Matheus – Nossa, muito mais do que imaginei. Fiz a gravação sobre os escombros de uma igreja destruída,com um grupo de haitianos que já tinham algum contato com a música. Aquele momento foi muito emocionante. Eu estava novamente com o amigo que está produzindo o longa-metragem. Ele registrou as imagens daquele momento que revelam o quanto aquelas pessoas cantavam com a alma mesmo. Levamos aquela gravação para um estúdio que tenho em casa e dali saiu primeiro um vídeo, o clipe “Revolução do Amor”, que repercutiu bastante, teve um bom número de acessos e realmente foi tão gratificante e transformador que me fez pensar no projeto da escola de música.

https://youtu.be/h94SeU4cKlw

Qual participação a web teve na consolidação do seu projeto da escola de música?

Matheus – Foi grande, pois foi por meio do vídeo do YouTube que as pessoas puderam ter acesso ao que eu e a equipe havíamos vivenciado. Foi aquele vídeo que tocou as pessoas e estimulou muitos a contribuírem com doações em dinheiro. Após o clipe, fui amadurecendo a ideia de uma transformação ainda maior. Vi que a música havia tocado aquelas pessoas. Entre o clipe e a escola, eu participei do GlobalChangemakers Latin America YouthSummit, no Rio de Janeiro. No encontro, eu também amadureci a ideia da escola, além de iniciar a produção do meu primeiro curta com uma equipe de jovens de diferentes países. Em janeiro deste ano, após arrecadar U$ 10 mil, fui novamente para o Haiti.

E como foi a realização do projeto?

Matheus – Levamos cinco violões, dois teclados, um baixo, uma guitarra, cinco microfones, 40 flautas doces, pedestais e métodos básicos de aulas. E a escola se concretizou por meio de um workshop de uma semana. Depois, entregamos mais de 60 diplomas. Você não pode imaginar o que aquilo representava para as pessoas, tão sofridas. Elas sorriam, nos abraçavam. A gente enxergava que aquela também era uma forma de resgatar a dignidade, a autoestima daquele grupo após tanta tragédia e tristeza. A principal escola de música deles foi destruída pelo terremoto. Para eles, aquilo era mesmo um recomeço.

E o quanto a sua formação na escola e na faculdade foram importantes para tudo isso?
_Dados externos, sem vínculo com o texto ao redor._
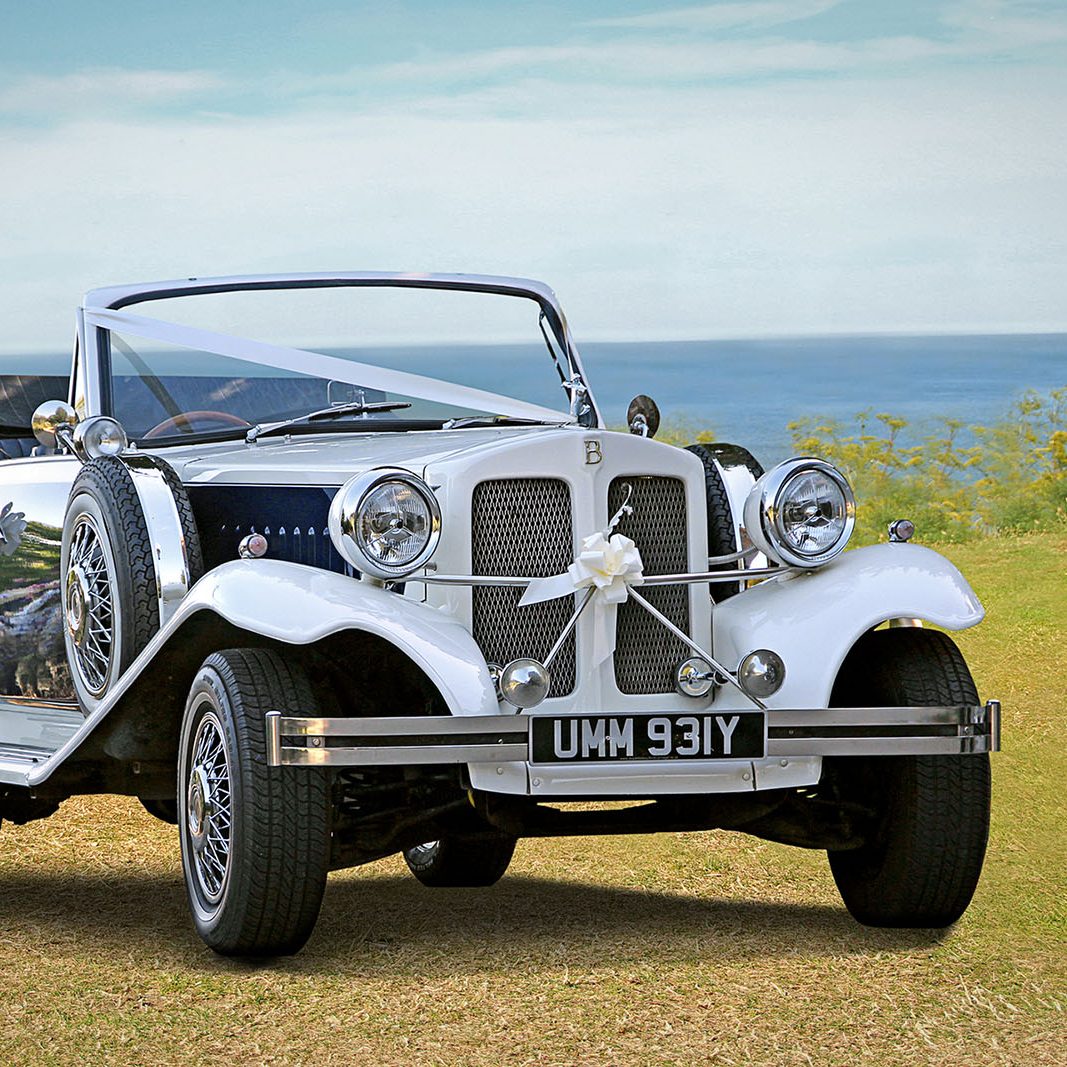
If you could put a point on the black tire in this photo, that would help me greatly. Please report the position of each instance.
(255, 887)
(110, 607)
(165, 811)
(459, 861)
(721, 536)
(927, 842)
Matheus – Eu sempre fui alguém que buscou fazer as coisas aconteceram, fosse na escola, na faculdade, nos projetos em que me envolvi. Mas sei que tudo isso foi um reflexo da educação que tive em casa. Minha família é a minha base, minha inspiração mesmo, e sempre apoiou a mim e aos meus irmãos no trabalho com a música. Sempre foram incentivadores.

Depois da Escola de Música, Matheus agora articula projeto de fotografia no Haiti

Você tem mais projetos de empreendedorismo para o Haiti?

Matheus – Tenho, sim. Estou envolvido agora na estruturação de um projeto de fotografia que deve ser realizado em parceria com uma grande empresa de equipamentos dessa área. Se por meio do clipe “Revolução do Amor” foi possível mostrar a voz dos haitianos ao mundo, agora busco mostrar o Haiti pelos olhos deles mesmos. A ideia é capacitar crianças e jovens lá mesmo para fotografarem o país. Depois, realizar mostras e exposições com essas imagens em outros países, vendê-las e gerar renda para eles.

Além-Haiti, como você segue a sua busca pela formação educacional, pelo crescimento profissional?

Matheus – Eu realmente tenho muito a agradecer, pois somente coisas boas vêm acontecendo na minha vida. No ano passado, a seleção para o encontro do GlobalChangemakers na America Latina foi sensacional e rendeu frutos. Eu fui para o evento seguinte, em Londres, como convidado, para auxiliar na organização. Nunca acontece isso, de uma mesma pessoa ser convidada para dois eventos seguidos. Agora estou vivendo a expectativa do Fórum Econômico Mundial, no Rio de Janeiro, onde vou representar os globalchangemakers. Além disso, no segundo semestre, começo uma pós-graduação em desenvolvimento internacional na London Schoolof Economics and Political Science. E eu pensei que era isso, que já estava ótimo [risos]. Mas esta semana recebi a confirmação de um convite para a Conferência Zeitgeist, promovida pelo Google. É uma conferência com nomes como Bill Clinton, Rainha Rania, Stephen Hawking. Estarei lá como um dos 12 participantes do Young Minds e muito feliz com mais essa oportunidade!